Power Becomes Bigger Issue In Stacked Die

Modeling power isn’t fixed, and while it may be related to heat the two need to be considered separately—and together.


By Ed Sperling
Concern over getting the heat out of stacked die is well defined, even if the current raft of existing and proposed solutions ranges from ineffective to exotic and expensive. What is less well understood is how to plan for and manage power inside of stacked die.

While power and heat frequently go hand in hand—where there is heat there is almost always power dissipation—they can be very different from a design standpoint. Each can be affected by the other, and each needs to be modeled as part of a holistic design, but system power budgets may be too high to be acceptable and still low enough not to cause thermal issues. Nevertheless, the number of power issues that can result from stacking die can be far greater simply because there are more possible permutations, and so far there is little information about how to solve this.
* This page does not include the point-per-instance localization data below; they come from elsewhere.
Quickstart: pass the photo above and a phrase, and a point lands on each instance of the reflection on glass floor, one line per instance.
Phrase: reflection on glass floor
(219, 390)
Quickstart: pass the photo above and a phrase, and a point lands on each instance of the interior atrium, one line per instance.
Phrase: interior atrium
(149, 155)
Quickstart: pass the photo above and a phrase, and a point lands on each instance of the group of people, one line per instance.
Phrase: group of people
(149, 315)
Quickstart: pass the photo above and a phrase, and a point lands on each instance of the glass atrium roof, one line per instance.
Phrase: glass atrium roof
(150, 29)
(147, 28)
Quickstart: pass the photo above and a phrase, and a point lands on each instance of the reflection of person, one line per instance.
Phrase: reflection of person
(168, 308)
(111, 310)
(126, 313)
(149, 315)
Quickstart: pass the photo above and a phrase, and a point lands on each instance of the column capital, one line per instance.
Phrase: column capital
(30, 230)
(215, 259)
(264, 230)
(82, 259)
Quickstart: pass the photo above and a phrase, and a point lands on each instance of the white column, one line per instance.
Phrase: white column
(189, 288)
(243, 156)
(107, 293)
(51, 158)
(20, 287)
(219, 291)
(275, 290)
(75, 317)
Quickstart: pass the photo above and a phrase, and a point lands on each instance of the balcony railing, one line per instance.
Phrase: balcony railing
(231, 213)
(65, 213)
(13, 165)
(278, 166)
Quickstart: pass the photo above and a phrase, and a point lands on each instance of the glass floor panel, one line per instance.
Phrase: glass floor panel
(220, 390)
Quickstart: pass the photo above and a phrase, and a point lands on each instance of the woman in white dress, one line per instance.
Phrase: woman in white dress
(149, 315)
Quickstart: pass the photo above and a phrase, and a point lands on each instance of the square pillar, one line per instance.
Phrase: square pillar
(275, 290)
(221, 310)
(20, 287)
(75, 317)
The reasons for the dearth of knowledge in this area stem partly from the fact that some of these devices are just now being built—the best knowledge about design always comes from experience and history—and partly because power can vary greatly from one system to the next, from one user to another, and sometimes from one chip to another even within the same design. In a stacked die, all of these come into play in the same package, often with unexpected results. That makes it difficult to model power accurately enough up front, and equally difficult to deal with as the design progresses.

“We’re seeing some complex power management schemes emerging,” said Mike Gianfagna, vice president of marketing at Atrenta. “The problem is that if you have an error, you automatically generate incorrect power management circuitry. The opportunity is to enhance much more complex verification schemes to deal with this.”
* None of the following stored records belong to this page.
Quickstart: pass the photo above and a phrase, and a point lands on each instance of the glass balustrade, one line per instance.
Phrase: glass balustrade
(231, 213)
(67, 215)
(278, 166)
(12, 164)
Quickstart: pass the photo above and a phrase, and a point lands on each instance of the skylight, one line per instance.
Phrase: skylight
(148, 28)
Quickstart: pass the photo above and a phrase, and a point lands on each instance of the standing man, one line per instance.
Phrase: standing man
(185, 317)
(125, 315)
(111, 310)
He noted that many large chipmakers have their own homegrown version of power modeling, but it will take time—and standards—before there is a systematic way of dealing with it.

What needs to be addressed where
There are several distinct points where power needs to be addressed in a design. The first is at the architectural level, where modeling will be inaccurate. But it can be accurate enough to get an idea of which IP, including processor cores, to choose, which memory, various interconnect schemes, and I/O preferences. Each of those has a different effect on power, and together they have a cumulative effect.
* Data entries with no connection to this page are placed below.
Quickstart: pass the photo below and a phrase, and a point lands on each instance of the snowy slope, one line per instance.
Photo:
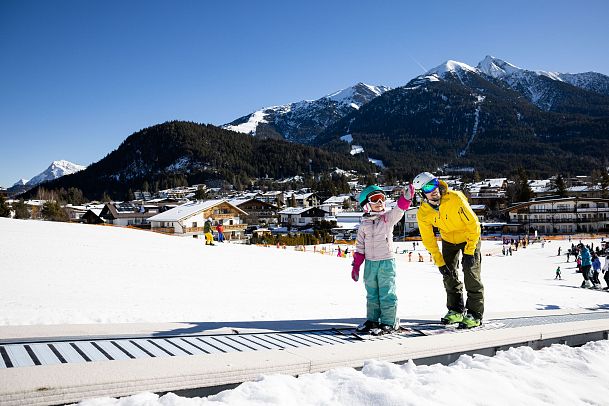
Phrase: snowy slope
(57, 169)
(303, 121)
(542, 87)
(71, 273)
“As you go down in the design flow you refine the power models and the software,” said Ghislain Kaiser, CEO of Docea Power. “But your accuracy depends heavily on the IP. For some IP, if you have an error of more than 20%, it will impact decisions later on. For IP that is small and not power-hungry, an error of that size may not cause any problems. But you do have to think about the global impact of the power, especially in a stacked die.”

While this is complicated enough in a planar SoC, it becomes even more complex in a stacked die because not all of the pieces are necessarily built at the same time. In addition, IP blocks and even entire subsystems can interact in unforeseen ways, sometimes decreasing power consumption as with Wide I/O, and at other times generating more power than anticipated because of unexpected proximity and other physical effects such as increased temperature.

“There are lots of things going on,” said Andrew Yang, president of Apache Design. “The voltage is fluctuating, so you’ve got on-chip voltage regulators to stabilize the power supply and back biasing to further reduce leakage power. At 20nm, reliability is becoming a key driver. Electromigration and electrostatic discharge are now mandatory for robust volume manufacturing. And we’re not just dealing with IR drop. In a platform solution, IR drop is one small item. You have to consider a full-chip power model.”

No simple answers
In addition to understanding power throughout the flow, Apache has been a strong advocate of understanding power over time, a necessary perspective that further complicates the design process with a fourth dimension. Power can be affected by a number of factors over time—even small increments of time from one die to the next.

“Die-to-die interactions are a form of variability,” said Riko Radojcic, director of design for silicon initiatives at Qualcomm. “You need a timer that understands thermal gradients and the impact of thermal gradients on time. There is a gap there right now.”

How to solve this problem is a big unknown, particularly when it comes to power. Power models and power numbers are dynamic rather than fixed, needing adjustments and tweaking throughout the life of the design and even beyond.

The general consensus is that none of this will ever be automated beyond a certain point, and no single tool will handle all of the power issues—even in 2D designs. In 2.5D and 3D, the number of options and possible interactions increases non-linearly. As the industry progresses into the next dimension, one of the biggest challenges will just be grasping all of the possibilities—and all of the subsequent effects that go along with those options.